The mother of the first patient had all the classical features fulfilling the diagnostic criteria of WS1. The first two cases also demonstrated that the same family could harbor the features of both WS1 and WS3. The presence of different manifestations of WS in different combinations in the other family members of the first patient represented the well-known variable expressivity of the disease.

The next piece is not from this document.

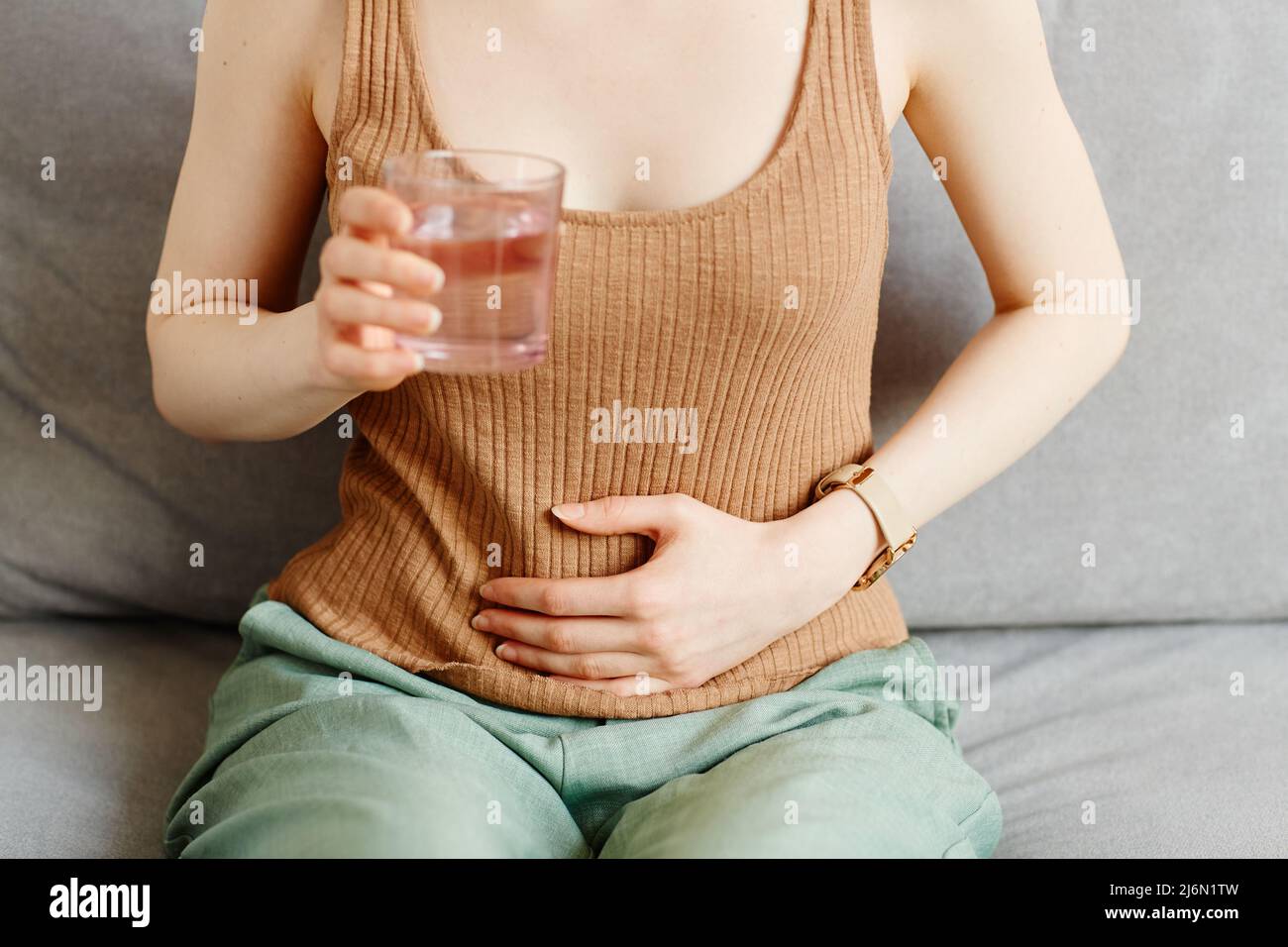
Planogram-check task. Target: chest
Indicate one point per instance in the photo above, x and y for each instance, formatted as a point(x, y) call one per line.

The third patient of this series had fulfilled the diagnostic criteria of WS1. However, in this case, history of similar illness or findings suggesting WS was not present in the other family members. Different features of WS 1 in this patient probably resulted from a new mutation. The diagnosis of WS is essentially clinical. Not every case expresses all clinical manifestations of the complete WS, and forme fruste conditions are also relatively common.  In individuals with only subtle features of the disease, WS may remain undiagnosed until another family member with features of WS seeks medical attention. Our case series also emphasizes the importance of examination of all the family members to identify undiagnosed cases. There is currently no definitive treatment or cure for WS. Sensorineural deafness, bony abnormalities, and Hirschsprung disease associated with WS are some of the potentially serious conditions and significantly deteriorate the quality of life. From a dermatologist′s point of view, an early diagnosis of WS from the cutaneous features may aid in the initiation of early treatment, social and vocational training, and rehabilitation of these patients.